İşyerimde de öğreneceklerimi öğrenmekten, İlhami'ye insanların zihnini kurcalamaya dair taleplerde bulunmaktan kaçınıyordum. Halbuki bunun mümkün olduğunu bana bir kaç kere insanların zihinleri okutarak kendisi göstermişti. Sadece bir pencerenin ardından onlarla konuşuyor gibi yapıyor, onlar da bana sanırım cevap verir gibi yapıyorlardı. Zaten bilmek istediklerimi dilemem yetiyordu, soruyu sorduktan en fazla birkaç gün sonra öğrenmiş oluyordum, yine de hiç bir şeyin önceki gibi bir kesinliği yoktu...Ve işte hepsi bu, insanın istediği her şeyin, sonunda ancak bir pencerenin gerisinden görülebileceğini ve ulaşılabilen bilginin kesin olmadığını her an farkediyordum.

İlhami'yle rüyalarımda görüşürdük. Bana bazen o gün pencerenin gerisinden izlediğim hikayeleri gerçeklerini anlatırdı. Bazı günler otobüse okuması yazması olmadığı için yanlışlıkla binip, nereye gittiğini bilemeyen yaşlı bir teyze olurdum, bazı günler açlıktan midesi yapışmış bir köpek ve bazı günler o köpeğin yerden kazarak bulduğu kemik...

İşyerimde sükunetime benden başka kimse hayran olmazdı. Aslında geçmiş bile pencerenin gerisinden olduğu için hatırlamıyorum ama herhalde önceden böyle değildim. Pencereyi ve ardındaki ışığı keşfettikten sonra hiç bir şeye kızamaz oldum. Yine de insanlar bana değişmişim gibi davranmıyor, sanki her zaman böyleymişim gibi duruyorlardı.
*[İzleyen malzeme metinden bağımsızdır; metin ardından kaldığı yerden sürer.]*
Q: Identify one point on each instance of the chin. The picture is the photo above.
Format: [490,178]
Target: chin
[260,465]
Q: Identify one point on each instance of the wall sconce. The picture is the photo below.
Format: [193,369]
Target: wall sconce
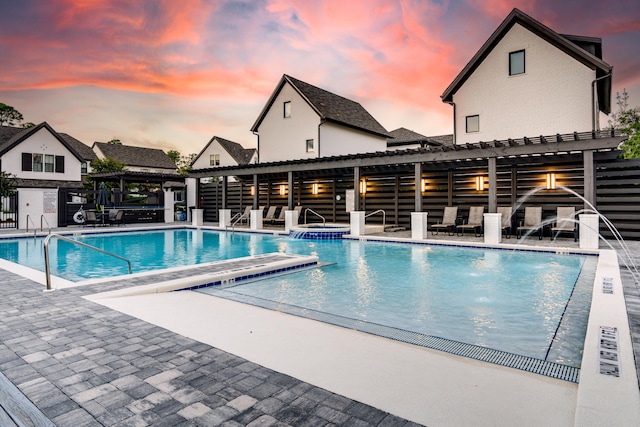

Ben derken acze düştüğümü de o zaman farkettim. Yalan söylüyordum ben derken. Geceleri her şey olan bir insanın gündüzleri bir ben olarak ortalıkta dolaşması hayli zordu. Yine de insanlara kolaylık olsun diye ben diyordum, gördükleri bir beden olmalıydı etraflarında dolaşıp duran. Bana sen gibi davrandıklarına göre, onlara ben gibi davranabilirdim.

Bir gece İlhami kayboldu. Geldiği gibi gitti. Hiç haber vermedi ama gittiğinden ve gelmeyeceğinden emin oldum. Cennetteki aylarım da bu şekilde sona erdi. Artık pencereyi göremiyor ve nesnelerin ardından gelen ışıkta kaybolamıyordum. Yine herkes gibi kendimi nesnelerin peşinde değişirken, onları hallerinin farkını takip ederken görüyordum. Nesneler uğruna üzülen ve didinen bir insan olmuştum yeniden. İnsanlarsa önceki halimde olmadığım kadar sinirli ve huysuz olduğum halde, normal halim buymuş gibi davranmaya devam ediyorlardı.

Nereden gelip, nereye gittiğini bilmediğim arkadaşım bende yaşadığım her şeye dair tek bir iz bıraktı: Hala canım süt istediğinde kendimi süt bardağının içindeki bisküvi gibi hissediyorum. Bu da bana İlhami'nin onu unutmayayım diye bıraktığı hediye sanırım.